Siapa Penunggang Angin Kita? Di sebuah kota kecil yang dikelilingi perbukitan hijau, hiduplah seorang anak laki-laki pemberani bernama Bimo. Bimo bukanlah anak biasa yang hanya suka bermain bola di lapangan. Ia adalah seorang penemu cilik yang memiliki impian setinggi langit—secara harfiah! Bimo selalu memakai jubah biru kesayangannya yang berkibar ditiup angin dan sepasang kacamata terbang tua peninggalan kakeknya. Bagi Bimo, langit bukanlah batas, melainkan lapangan bermain raksasa yang menunggu untuk dijelajahi. Namun, Bimo tidak sendirian dalam petualangan ini. Kenalkan, sahabat baik sekaligus mekanik paling hebat di seluruh angkasa: Pipu! Pipu adalah seekor tupai terbang yang sangat lincah. Jangan tertipu oleh ukurannya yang kecil dan wajahnya yang menggemaskan, ya! Pipu selalu mengenakan syal merah garis-garis dan membawa kunci inggris kecil yang bisa memperbaiki apa saja. Jika mesin kapal mulai batuk-batuk atau baling-balingnya tersangkut kapas awan, Pipu akan dengan sigap melompat dari satu kabel ke kabel lain dengan kecepatan kilat. "Ciaat! Serahkan padaku, Bimo!" begitu biasanya Pipu berteriak sambil menunjukkan giginya yang lucu.
Kapal Angin Ceria: Keajaiban di Atas Awan Bintang utama dalam cerita ini tentu saja adalah Kapal Angin Ceria. Ini bukan sekadar kapal kayu biasa.

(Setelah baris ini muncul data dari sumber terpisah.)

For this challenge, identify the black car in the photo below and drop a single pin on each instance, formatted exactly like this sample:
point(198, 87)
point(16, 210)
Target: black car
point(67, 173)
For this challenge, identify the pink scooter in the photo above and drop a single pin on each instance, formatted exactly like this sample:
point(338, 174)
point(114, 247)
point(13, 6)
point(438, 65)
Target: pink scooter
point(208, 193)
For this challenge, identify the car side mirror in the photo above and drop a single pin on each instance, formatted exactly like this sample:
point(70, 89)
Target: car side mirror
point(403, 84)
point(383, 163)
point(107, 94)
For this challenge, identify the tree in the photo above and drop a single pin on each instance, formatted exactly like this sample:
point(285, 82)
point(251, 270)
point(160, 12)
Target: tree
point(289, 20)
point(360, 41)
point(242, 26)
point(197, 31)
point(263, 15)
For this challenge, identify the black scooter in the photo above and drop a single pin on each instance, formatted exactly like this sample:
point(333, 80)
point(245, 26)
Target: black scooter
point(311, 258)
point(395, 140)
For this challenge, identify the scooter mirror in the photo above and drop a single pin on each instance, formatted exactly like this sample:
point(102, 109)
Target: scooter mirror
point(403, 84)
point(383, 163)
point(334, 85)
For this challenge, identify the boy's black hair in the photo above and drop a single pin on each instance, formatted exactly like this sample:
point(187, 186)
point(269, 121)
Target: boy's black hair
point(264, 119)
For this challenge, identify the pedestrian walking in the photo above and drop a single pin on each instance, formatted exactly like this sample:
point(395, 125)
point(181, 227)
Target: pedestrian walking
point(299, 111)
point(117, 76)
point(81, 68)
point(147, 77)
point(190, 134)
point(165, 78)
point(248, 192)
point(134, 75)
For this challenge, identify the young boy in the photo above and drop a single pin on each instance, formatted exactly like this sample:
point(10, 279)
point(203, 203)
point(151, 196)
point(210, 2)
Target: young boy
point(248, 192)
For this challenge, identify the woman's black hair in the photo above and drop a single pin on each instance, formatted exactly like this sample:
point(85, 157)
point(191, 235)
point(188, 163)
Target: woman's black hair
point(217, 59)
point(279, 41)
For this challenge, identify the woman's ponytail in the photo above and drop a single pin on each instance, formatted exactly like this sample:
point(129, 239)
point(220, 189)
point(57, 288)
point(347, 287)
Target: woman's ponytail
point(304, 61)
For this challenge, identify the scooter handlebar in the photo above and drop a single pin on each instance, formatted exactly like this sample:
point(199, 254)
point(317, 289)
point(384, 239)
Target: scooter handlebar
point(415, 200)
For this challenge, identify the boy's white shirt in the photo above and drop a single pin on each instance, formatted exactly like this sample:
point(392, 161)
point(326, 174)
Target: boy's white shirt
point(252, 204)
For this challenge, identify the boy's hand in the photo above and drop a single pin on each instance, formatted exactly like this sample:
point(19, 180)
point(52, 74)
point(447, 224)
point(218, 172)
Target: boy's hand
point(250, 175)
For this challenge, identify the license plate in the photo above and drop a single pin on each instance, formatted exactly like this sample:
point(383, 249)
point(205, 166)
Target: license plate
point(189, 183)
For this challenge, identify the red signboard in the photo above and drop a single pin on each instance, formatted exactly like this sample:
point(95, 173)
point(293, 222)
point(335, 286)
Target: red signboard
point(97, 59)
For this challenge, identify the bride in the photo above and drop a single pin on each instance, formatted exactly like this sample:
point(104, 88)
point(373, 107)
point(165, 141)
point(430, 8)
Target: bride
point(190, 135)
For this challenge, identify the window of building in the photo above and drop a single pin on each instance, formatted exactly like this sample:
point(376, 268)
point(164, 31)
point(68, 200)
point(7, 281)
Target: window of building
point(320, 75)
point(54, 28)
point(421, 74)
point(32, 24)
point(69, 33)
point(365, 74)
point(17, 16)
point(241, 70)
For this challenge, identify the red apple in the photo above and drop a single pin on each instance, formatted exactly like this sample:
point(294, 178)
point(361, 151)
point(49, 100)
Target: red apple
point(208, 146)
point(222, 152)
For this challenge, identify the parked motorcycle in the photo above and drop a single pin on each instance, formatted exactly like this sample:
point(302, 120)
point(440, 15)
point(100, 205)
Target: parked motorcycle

Kapal ini dibangun dari kayu pohon eboni yang ringan namun sekuat baja, dengan layar-layar yang terbuat dari kain sutra pelangi yang bisa menangkap setiap hembusan angin terkecil sekalipun. Di bagian belakang kapal, terdapat mesin berbentuk bulat seperti perut ikan paus yang mengeluarkan bunyi "Puff-puff-wush!" yang berirama. Mesin ini tidak menggunakan bensin yang berbau tajam, melainkan berbahan bakar "Bubuk Tawa" dan "Semangat Juang". Semakin Bimo dan Pipu merasa bahagia dan bersemangat, maka kapal ini akan terbang semakin cepat dan tinggi!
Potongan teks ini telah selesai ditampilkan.